In the course of the next few years, major developments can be expected from any or all of three distinct quarters. The most obvious of these, needless to say, is the Qumran material itself. Now that the entire corpus of this material is readily accessible, independent scholars, without preconceptions, without axes to grind and vested interests to protect, can get to work. The international team’s ‘orthodoxy of interpretation’ has already begun to come under attack; and as this book has demonstrated, the supposed archaeological and palaeographical evidence with which they support their position will not withstand close scrutiny. In consequence, we can expect a radical revision of the process whereby dates have been assigned to a number of particularly important texts. As a result, new contexts and interpretations will emerge for already familiar material. And new material will emerge in perspectives that would have been cursorily and high-handedly dismissed a few years ago.
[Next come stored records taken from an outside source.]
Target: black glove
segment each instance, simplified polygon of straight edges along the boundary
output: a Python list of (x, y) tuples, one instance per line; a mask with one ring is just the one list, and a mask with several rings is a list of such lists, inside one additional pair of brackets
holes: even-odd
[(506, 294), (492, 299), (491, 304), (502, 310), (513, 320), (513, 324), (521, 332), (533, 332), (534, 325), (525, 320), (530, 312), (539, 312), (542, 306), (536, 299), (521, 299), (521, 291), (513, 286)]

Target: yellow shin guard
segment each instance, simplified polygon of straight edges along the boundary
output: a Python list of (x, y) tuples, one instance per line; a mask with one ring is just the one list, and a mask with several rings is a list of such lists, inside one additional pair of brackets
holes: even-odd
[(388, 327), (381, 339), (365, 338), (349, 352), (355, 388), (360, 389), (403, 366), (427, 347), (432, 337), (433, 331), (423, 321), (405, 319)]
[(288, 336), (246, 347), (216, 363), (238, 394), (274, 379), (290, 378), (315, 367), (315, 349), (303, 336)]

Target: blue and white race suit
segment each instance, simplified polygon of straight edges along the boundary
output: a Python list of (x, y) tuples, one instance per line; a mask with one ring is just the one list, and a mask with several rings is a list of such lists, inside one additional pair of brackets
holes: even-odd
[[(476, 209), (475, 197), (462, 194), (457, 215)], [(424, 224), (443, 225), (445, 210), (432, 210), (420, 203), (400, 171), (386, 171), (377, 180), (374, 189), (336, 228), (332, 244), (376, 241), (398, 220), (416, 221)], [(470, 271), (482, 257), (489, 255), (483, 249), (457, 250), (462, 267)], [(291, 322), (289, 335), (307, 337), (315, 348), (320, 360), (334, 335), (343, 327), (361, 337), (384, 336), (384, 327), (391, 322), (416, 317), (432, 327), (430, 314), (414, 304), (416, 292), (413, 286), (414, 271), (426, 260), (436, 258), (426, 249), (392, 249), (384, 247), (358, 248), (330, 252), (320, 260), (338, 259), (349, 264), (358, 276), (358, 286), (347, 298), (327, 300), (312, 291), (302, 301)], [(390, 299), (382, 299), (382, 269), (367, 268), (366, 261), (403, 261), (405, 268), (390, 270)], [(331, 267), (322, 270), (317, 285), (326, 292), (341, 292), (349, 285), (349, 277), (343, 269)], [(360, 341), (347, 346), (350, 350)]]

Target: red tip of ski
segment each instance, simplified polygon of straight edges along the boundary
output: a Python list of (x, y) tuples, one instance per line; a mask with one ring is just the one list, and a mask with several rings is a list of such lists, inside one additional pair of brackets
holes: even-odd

At the same time, there is also the possibility, enhanced by each new archaeological expedition Eisenman and his colleagues undertake to Qumran and the shores of the Dead Sea, that wholly new material may come to light. This possibility will be further enhanced — now that the Israeli government has granted permission for its use — by deployment of the ‘Subsurface Interface Radar’ system.

Finally, there is the clandestine scroll market, which may at any moment cough up something of unprecedented consequence — something hitherto kept secret, at last released into public domain. As we have said, such material exists. The question is simply if and when those who hold it decide it can be divulged.

Whatever the quarter or quarters from which new material might issue, fresh and, in some cases, very major revelations are bound to be forthcoming. As this occurs, we can expect ever more light to be shed on biblical history, on the character of ancient Judaism, on the origins of both Christianity and Islam. One should not, of course, expect a disclosure of such magnitude as to ‘topple the Church’, or anything as apocalyptic as that. The Church today, after all, is less a religious than a social, cultural, political and economic institution. Its stability and security rest on factors quite remote from the creed, the doctrine and the dogma it promulgates. But some people, at any rate, may be prompted to wonder whether the Church — an institution so demonstrably lax, biased and unreliable in its own scholarship, its own version of its history and origins – should necessarily be deemed reliable and authoritative in its approach to such urgent contemporary matters as overpopulation, birth control, the status of women and the celibacy of the clergy.